“I just love the Obies,” announced poised co-host Charlayne Woodard at the 2003 Obie Awards, Monday May 19. “Because the whole room is a winner!” With the emphasis on creativity over competition, more than a few recipients acknowledged a distinctly warm theater-family feeling at Webster Hall. “I’m so grateful to live and work with this amazing community,” affirmed Take Me Out‘s Denis O’Hare. And what a family. From singing penguins and polar bears (Cynthia Hopkins and friends), to a bow-tied and crooning Bill Irwin (“I want to prove to you all that Irish people also has jazz”), to the foot-stompin’ country ballads of Jason Petty and the Hank Williams: Lost Highway company, this exuberant and far-flung clan turned the evening into their splendid reunion.
Proud New York native Mos Def made a point of thanking the entire borough of Brooklyn, while Deborah Warner and Fiona Shaw were among many to applaud the Brooklyn Academy of Music (“your national theater”) for bringing their Irish Medea to these shores. (Presenter Eddie Izzard commended the European tragedians with speculation that Euripides wrote the first “snuff play.”) The Blacks‘s Ty Jones and J. Kyle Manzay back-flipped their way to the podium—”We were basically hating white people the whole time we were doing this show and now we have an award for it!” Not to be outdone, the radiantly beautiful Rosemary Harris hoisted herself from her front-row seat onto the stage to accept her award for All Over from its author, Edward Albee. Jaws dropped for unexpected honors: dramaturg-agent Morgan Jenness said awarding her for supporting writers is “kind of like the moon getting a citation for shining.”

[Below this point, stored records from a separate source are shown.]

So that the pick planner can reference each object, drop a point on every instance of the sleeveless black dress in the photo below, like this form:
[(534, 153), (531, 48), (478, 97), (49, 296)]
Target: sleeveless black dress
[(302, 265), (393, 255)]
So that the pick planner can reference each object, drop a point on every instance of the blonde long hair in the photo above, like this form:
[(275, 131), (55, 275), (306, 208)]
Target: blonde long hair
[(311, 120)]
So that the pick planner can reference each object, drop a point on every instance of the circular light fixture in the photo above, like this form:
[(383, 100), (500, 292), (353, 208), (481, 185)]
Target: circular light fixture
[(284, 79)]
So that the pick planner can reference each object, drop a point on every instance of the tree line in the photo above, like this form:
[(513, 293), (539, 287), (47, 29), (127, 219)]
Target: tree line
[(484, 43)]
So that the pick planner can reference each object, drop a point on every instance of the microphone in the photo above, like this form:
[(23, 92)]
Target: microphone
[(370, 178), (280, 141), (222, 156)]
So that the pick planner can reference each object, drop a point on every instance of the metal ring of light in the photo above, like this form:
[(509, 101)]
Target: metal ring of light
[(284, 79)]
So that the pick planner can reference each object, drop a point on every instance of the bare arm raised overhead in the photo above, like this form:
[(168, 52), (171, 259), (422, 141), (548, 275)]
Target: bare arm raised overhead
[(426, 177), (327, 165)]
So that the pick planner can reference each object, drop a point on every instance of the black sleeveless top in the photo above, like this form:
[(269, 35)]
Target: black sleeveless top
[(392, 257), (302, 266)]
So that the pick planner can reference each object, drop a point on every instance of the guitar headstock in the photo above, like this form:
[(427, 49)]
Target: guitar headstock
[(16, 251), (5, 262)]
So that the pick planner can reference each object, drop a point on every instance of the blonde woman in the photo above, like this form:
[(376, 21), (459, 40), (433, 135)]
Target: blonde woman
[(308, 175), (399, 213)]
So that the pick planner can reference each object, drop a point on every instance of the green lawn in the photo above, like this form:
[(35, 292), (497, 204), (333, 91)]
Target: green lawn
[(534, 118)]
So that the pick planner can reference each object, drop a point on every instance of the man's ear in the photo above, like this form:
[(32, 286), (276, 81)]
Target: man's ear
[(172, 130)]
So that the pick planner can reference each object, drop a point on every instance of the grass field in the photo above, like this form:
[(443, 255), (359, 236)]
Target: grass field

Not all the feting was fuzzy: Talking Heads‘s Christine Ebersole cautioned that “we’re all a big family because we all have the same Big Brother now” and invited George and Rummy to come up from Washington to see “anything” Off-Broadway. Dramatist-actor David Greenspan, reflecting on his She Stoops to Comedy‘s success, summed up the spirit of the evening: “We had so much fun doing this,” he said, “and fun is no small thing.” Playwright Mac Wellman held up his Lifetime Achievement award, cast his eye over the room, and declared: “May no good come of any of this—and that should be the motto of our theater.”